Second, undertake a study that encompasses a larger geographical area to indicate if any differences exist in the different regions of the country. The contrast between border cities where the political climate over immigration is often more tense with cities such as Los Angeles, Houston, Chicago, Miami, and New York would be particularly insightful.
Recommendations
Third, a future study should investigate the impact of gender and class. What is the role of class on the adaptation to the reality of the undocumented youth population? What role does gender play in adjusting to the pressures of unauthorized status in the United States? These are important questions that need to be answered.

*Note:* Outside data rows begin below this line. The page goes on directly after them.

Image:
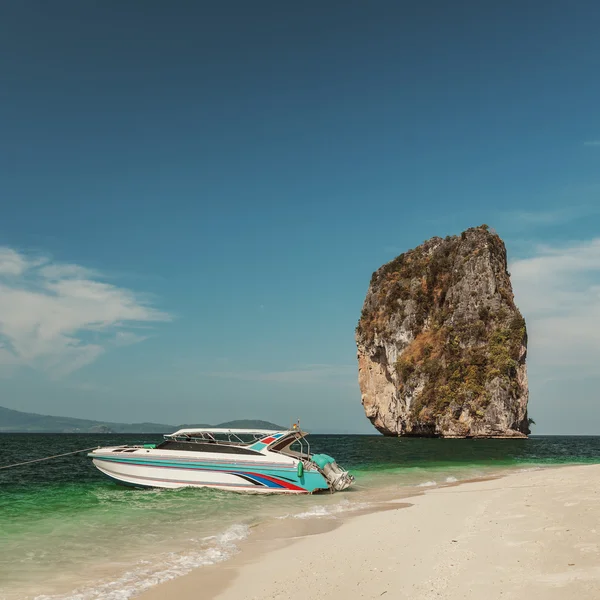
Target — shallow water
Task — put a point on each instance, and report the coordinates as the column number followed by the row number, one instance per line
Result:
column 66, row 531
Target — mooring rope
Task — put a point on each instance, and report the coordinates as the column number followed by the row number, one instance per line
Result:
column 48, row 457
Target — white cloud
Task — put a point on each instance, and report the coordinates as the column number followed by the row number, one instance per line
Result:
column 558, row 291
column 60, row 317
column 345, row 375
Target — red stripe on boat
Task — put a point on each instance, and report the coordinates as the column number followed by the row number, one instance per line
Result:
column 285, row 484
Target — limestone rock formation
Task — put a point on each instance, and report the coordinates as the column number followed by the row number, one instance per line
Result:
column 441, row 343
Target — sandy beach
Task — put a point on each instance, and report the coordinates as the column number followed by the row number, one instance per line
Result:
column 529, row 534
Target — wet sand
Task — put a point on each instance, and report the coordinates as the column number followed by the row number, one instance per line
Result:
column 532, row 534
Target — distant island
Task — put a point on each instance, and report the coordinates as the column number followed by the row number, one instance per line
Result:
column 14, row 421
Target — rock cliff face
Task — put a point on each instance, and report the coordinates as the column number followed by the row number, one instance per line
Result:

Fourth, the study of other ethnically diverse student immigrant groups would be essential. What are the differences and similarities and negotiating lived situations between Latino origin and non-Latino origin populations? Some governmental agencies report that half of the unauthorized population is composed of non-Mexican origin populace. Analyses of Chinese, Brazilian, Somalia, Ethiopian, and other unauthorized population would be of value.
Recommendations
Fifth, future research can focus on the experiences between four-year college and community college populations to see if different social and economic tools and lived strategies are used to negotiate the lived situations by unauthorized youth. The explicit and implicit cost of education could be analyzed within this study as well as the impact of accessibility.
Sixth, as a study that examines if and/or how colleges and universities provide spaces and information were the unauthorized student can find safety and learn of their rights and the existing avenues to complete graduating requirement is essential. It is painfully clear from this study that most participants were unaware of their rights or options as unauthorized students in a community college or university.
Recommendations
Seventh, a study that examines the availability and support to address the trauma (social, psychological, political, and economic) that is lived/experienced by undocumented college age students would provide insights as to the humanity of our society.
Last, the eighth recommendation calls for the federal government to create a viable path to legal status for undocumented youth in general; and specifically those in college that directly contribute to the social cultural capital of this nation. An overhaul of the American immigration policy in general is needed. A policy that addresses the lives of these youth, however is a must, it is the humane thing to do.